In popular perception, investing for the long term is the best way to enter the equity markets. While long-term investing is a widely accepted strategy, it is not the only way of investing. Putting in money for a short or a very short period of time can also be rewarding if done with the help of relevant tools. The candlestick chart has emerged as one of the best technical tools for traders of all levels. The colour-coded chart is equally easy to understand for a beginner and a seasoned trader.
The red and green candlesticks always tell a story, if interpreted correctly. Let us discuss the story behind a set of five candlesticks, which if formed in a certain pattern will be called a falling three method.
Even though the pattern is known as the falling three candlestick pattern, it consists of five consecutive candles. The falling three method is a signal of continuation of a trend, rather than reversal. It is a bearish pattern and signifies a temporary interruption of the broader trend, which, in this case, is a downward trend.
Before the formation of a falling three methods candlestick pattern, you will notice a number of red candlesticks, which signifies a downward price movement. The first candlestick of a falling three methods is one long red candle. The first candle is followed by three short green candles. In a perfect falling three candlestick pattern, the three short candles should be contained in the body of the first red candle. The real bodies of the three green candles cannot be higher or lower than the first candle’s real body. The three candles are followed again by a long red candle. The closing candle should close below the first candle, signifying the broader bearish trend.
The falling three candlestick pattern is a part of a downward trend which means the bears are dominant in the market. The pattern is formed when the bulls start taking over but are not able to completely dominate the bears. It results in a pause on the downward movement of the price which is signified by the three short green candles.
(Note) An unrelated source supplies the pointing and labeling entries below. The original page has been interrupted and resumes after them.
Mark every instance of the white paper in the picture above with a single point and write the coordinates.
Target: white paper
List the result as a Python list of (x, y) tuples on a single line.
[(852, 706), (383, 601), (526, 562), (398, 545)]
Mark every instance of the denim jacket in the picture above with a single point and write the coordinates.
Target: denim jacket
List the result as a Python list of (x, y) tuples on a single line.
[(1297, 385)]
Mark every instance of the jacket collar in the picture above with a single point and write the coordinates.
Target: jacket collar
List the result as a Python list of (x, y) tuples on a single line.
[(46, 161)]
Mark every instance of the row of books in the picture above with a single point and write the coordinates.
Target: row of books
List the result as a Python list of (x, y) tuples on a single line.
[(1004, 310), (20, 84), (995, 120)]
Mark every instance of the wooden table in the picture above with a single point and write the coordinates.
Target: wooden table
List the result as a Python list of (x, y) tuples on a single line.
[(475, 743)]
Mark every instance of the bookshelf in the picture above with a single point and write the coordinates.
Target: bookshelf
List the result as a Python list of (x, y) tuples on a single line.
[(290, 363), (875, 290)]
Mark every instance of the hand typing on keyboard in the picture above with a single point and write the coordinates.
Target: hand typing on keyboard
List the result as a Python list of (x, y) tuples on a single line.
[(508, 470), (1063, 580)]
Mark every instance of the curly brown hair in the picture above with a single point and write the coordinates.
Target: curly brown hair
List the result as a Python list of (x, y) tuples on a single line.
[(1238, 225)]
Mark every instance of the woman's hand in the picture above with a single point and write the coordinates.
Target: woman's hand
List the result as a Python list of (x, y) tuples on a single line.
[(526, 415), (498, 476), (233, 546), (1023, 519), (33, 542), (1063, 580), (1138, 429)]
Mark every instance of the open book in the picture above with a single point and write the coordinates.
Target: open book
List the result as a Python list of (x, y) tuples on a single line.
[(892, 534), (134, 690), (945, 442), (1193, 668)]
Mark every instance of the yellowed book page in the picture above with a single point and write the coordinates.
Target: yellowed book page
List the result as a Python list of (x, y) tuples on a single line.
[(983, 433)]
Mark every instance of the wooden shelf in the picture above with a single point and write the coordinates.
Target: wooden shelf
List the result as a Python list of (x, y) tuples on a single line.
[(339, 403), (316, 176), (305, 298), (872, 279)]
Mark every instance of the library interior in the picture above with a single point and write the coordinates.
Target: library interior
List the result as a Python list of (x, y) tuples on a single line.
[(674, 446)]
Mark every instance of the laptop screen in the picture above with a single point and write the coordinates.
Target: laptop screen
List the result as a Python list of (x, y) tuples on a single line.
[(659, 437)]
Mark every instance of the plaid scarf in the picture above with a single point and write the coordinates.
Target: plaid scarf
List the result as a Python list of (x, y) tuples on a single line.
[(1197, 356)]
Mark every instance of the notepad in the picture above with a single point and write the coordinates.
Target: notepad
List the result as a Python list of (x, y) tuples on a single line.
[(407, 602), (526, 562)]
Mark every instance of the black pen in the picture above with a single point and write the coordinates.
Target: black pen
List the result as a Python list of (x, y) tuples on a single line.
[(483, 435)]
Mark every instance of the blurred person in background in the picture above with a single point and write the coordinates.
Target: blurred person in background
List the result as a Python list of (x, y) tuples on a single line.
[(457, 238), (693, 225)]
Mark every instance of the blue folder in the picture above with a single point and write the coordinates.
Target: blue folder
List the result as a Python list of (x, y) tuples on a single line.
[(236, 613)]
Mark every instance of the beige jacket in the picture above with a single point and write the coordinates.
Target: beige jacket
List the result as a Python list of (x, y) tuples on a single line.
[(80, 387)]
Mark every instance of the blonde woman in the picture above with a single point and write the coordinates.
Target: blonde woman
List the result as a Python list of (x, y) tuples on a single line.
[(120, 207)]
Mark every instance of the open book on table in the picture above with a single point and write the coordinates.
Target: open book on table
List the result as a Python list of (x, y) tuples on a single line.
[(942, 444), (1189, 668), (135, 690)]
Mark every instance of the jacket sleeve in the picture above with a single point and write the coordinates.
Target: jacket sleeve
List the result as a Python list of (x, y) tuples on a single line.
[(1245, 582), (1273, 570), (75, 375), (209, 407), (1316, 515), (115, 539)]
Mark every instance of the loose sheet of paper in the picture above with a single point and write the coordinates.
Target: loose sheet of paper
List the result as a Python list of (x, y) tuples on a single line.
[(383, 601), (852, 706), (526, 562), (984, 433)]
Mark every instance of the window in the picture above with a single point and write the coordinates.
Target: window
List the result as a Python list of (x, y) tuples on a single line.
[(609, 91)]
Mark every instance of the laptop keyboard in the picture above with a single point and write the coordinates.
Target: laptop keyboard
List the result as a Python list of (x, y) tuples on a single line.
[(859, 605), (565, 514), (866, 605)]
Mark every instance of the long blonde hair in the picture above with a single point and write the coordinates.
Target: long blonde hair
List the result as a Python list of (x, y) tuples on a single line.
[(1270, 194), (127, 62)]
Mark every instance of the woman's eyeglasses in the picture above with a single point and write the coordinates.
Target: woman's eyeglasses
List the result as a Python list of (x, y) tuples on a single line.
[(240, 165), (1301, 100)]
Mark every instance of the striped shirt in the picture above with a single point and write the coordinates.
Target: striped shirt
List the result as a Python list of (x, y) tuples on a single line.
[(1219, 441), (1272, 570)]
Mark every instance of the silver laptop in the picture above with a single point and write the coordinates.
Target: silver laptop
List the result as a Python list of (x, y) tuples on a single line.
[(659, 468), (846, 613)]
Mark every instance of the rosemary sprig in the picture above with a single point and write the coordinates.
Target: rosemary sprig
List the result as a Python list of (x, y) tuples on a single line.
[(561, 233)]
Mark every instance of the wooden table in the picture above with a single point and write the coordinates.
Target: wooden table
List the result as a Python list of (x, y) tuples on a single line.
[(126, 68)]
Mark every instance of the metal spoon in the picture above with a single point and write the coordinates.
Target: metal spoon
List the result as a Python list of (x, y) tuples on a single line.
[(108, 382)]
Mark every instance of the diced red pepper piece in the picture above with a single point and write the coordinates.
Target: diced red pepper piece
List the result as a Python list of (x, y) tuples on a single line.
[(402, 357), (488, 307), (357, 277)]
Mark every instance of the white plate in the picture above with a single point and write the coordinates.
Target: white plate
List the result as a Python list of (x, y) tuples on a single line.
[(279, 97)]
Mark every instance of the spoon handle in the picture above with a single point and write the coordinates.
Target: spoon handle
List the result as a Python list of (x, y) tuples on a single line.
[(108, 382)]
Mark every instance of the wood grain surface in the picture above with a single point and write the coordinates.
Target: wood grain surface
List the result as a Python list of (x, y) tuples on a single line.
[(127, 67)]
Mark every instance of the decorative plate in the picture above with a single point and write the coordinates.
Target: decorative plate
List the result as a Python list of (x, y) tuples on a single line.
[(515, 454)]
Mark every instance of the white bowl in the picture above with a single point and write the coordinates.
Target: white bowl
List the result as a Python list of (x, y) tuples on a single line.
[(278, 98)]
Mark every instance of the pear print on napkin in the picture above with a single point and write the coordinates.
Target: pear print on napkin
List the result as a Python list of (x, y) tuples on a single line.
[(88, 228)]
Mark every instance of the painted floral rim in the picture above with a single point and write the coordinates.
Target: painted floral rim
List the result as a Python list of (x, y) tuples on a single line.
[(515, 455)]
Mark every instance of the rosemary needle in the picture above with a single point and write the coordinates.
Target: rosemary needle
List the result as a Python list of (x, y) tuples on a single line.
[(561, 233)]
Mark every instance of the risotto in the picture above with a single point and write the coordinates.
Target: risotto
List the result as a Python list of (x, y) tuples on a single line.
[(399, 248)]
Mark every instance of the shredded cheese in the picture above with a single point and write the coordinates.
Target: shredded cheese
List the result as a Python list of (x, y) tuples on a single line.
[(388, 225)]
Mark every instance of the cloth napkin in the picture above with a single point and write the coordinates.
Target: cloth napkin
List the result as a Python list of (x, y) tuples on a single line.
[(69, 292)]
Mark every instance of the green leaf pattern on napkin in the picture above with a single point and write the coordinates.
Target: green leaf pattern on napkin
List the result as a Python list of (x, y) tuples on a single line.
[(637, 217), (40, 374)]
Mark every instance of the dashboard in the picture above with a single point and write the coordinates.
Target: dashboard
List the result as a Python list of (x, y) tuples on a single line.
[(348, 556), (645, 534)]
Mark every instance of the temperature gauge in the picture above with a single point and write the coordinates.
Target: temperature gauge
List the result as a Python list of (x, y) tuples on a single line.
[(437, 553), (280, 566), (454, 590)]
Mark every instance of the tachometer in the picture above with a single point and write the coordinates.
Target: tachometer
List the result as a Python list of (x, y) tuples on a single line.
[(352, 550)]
However, the bulls are not able to hold the momentum for long and are overtaken by the bears. The pattern is completed by the long red candle at the end, which closes below the level of the first long candle. The falling three candlestick pattern is a bearish pattern, but you can also spot a similar formation with opposite colours. If you see a long green candle followed by three short red candles contained in it and a green candle that closes above the first candle, it is the bullish form of the pattern, known as the rising three candlestick pattern.
How to trade?
Following the textbook definition of the falling three candlestick pattern may not give the expected results. Three short green candles contained within two long red candles is the ideal form of the pattern.
The falling three methods is a bearish pattern, but it is important to have additional proof before trading as per the pattern. Sometimes, you have to wait for the confirmation of the signal. In ideal conditions, the bears take hold of the market after the last red candle of the falling three methods is formed, but the scenario may differ in active trade. The market may ascend even after the formation of the falling three candlestick pattern. It is better to take a look at five bars following the formation of the pattern and then decide the future course of action. It would confirm the broader trend and would make shorting less risky.
Another important aspect to take into consideration is the volumes of the trade. The candlestick pattern tells us how the market has acted. The information is indeed important, but by supplementing it with additional data, you can get a clear idea of the market’s conviction. Since the falling three candlestick pattern is a bearish pattern, most people may be enticed to go short. But going short would be a fool-proof strategy only if the volumes of the short green candles are lower than the red bearish candles.
The falling three candlestick pattern can help formulate efficient trading strategies. Traders should, however, be wary of relying too heavily on a single pattern and look at the falling three candlestick pattern in conjunction with other indicators.